Tous les journaux du monde constatent à longueur d’articles que l’Asie, « par les réflexes protectionnistes de gouvernements paniqués, pourrait provoquer une crise alimentaire semblable à celle de 2007-2008 ». Dans ce monde perturbé, les grandes puissances aux pieds d’argile n’ont rien à envier aux pays en émergence qui n’assurent pas leur autosuffisance : l’Amérique de Trump, naguère Picsouville, aligne 16 millions de chômeurs en trois semaines, alors qu’ils/elles ne sont en rien secouru/es. Du coup, des files d’attente de plusieurs kilomètres s’établissent devant des banques alimentaires en rupture de stocks. Jusqu’à la Suisse importatrice nette de ses denrées qui s’aperçoit que « comme la santé et l’énergie, l’agriculture contribue à la sécurité individuelle et collective ». Le monde a faim en raison à la fois de la mondialisation purement affairiste et des égoïsmes purement nationalistes.

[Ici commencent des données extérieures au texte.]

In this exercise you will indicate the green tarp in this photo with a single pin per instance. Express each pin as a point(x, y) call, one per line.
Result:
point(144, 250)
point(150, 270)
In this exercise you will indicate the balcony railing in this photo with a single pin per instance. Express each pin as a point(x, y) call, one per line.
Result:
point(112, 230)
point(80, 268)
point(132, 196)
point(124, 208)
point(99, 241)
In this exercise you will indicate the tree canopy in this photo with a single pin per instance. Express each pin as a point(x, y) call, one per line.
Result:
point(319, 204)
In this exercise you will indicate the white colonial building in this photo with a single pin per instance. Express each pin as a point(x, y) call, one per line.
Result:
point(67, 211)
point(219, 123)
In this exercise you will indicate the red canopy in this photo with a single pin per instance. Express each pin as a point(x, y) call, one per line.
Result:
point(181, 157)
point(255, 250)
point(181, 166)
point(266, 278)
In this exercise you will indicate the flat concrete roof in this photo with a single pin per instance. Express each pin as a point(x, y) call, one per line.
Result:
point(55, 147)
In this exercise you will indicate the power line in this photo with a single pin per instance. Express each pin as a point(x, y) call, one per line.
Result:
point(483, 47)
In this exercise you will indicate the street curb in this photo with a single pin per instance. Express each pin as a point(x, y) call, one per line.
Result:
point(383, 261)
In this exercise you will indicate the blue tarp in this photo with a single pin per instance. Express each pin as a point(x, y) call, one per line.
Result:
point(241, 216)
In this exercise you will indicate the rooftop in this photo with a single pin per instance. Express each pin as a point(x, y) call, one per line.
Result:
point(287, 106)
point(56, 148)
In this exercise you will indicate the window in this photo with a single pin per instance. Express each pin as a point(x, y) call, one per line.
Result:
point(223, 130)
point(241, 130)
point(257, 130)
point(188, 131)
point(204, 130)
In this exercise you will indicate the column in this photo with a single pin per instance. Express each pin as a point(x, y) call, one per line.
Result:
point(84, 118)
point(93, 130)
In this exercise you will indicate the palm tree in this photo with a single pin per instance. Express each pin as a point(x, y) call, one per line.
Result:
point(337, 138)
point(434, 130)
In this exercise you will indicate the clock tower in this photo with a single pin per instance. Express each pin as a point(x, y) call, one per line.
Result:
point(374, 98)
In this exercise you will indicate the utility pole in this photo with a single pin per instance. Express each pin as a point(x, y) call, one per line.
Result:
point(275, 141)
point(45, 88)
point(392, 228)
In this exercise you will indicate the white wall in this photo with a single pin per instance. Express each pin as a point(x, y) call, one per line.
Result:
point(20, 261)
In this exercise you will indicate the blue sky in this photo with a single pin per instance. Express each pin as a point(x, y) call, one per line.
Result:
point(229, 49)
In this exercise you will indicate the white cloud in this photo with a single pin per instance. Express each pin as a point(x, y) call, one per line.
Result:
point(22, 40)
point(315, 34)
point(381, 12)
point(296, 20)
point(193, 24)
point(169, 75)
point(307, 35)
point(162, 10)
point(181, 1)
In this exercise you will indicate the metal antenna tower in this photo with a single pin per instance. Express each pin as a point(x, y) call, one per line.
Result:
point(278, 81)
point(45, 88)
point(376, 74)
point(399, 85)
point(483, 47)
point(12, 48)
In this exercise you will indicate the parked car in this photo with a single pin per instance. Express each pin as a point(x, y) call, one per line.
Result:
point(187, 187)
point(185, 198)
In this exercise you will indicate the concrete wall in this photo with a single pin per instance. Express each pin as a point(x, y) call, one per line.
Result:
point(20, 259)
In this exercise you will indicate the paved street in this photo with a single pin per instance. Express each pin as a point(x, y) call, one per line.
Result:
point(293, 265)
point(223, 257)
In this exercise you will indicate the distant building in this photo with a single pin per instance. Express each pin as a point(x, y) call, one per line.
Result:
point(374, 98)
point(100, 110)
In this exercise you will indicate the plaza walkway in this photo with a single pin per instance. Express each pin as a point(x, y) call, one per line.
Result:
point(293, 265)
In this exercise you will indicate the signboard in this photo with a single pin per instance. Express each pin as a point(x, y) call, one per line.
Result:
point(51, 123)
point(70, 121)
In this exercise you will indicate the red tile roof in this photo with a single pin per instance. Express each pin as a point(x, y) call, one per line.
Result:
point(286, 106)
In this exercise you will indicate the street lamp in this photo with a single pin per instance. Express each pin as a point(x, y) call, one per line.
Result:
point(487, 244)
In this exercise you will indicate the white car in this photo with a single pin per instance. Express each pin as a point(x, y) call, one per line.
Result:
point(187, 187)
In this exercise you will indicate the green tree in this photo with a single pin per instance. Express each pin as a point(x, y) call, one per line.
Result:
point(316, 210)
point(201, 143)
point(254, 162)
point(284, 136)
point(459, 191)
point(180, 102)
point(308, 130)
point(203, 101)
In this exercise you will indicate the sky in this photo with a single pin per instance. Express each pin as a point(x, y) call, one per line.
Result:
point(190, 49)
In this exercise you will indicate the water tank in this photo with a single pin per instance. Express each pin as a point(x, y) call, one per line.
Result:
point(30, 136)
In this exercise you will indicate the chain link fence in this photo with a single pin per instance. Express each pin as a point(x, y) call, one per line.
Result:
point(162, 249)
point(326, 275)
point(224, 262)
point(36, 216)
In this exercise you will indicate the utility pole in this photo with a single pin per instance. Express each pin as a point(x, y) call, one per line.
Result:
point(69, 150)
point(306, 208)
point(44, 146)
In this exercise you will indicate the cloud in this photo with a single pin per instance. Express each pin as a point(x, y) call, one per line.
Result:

Ni l’une ni les autres ne doivent prévaloir quand cette planète coronavirusée aura chassé cette pandémie en se préparant à la suivante. C’est un monde rééquilibré par l’altruisme et l’autosuffisance qui devra émerger de cette gadoue. Vous rendez-vous compte : devenir vertueux par nécessité. Un bon sujet de philo au bac s’il existe encore : l’homme ne devient-il bon que dans la mesure où ses défauts l’étouffent ?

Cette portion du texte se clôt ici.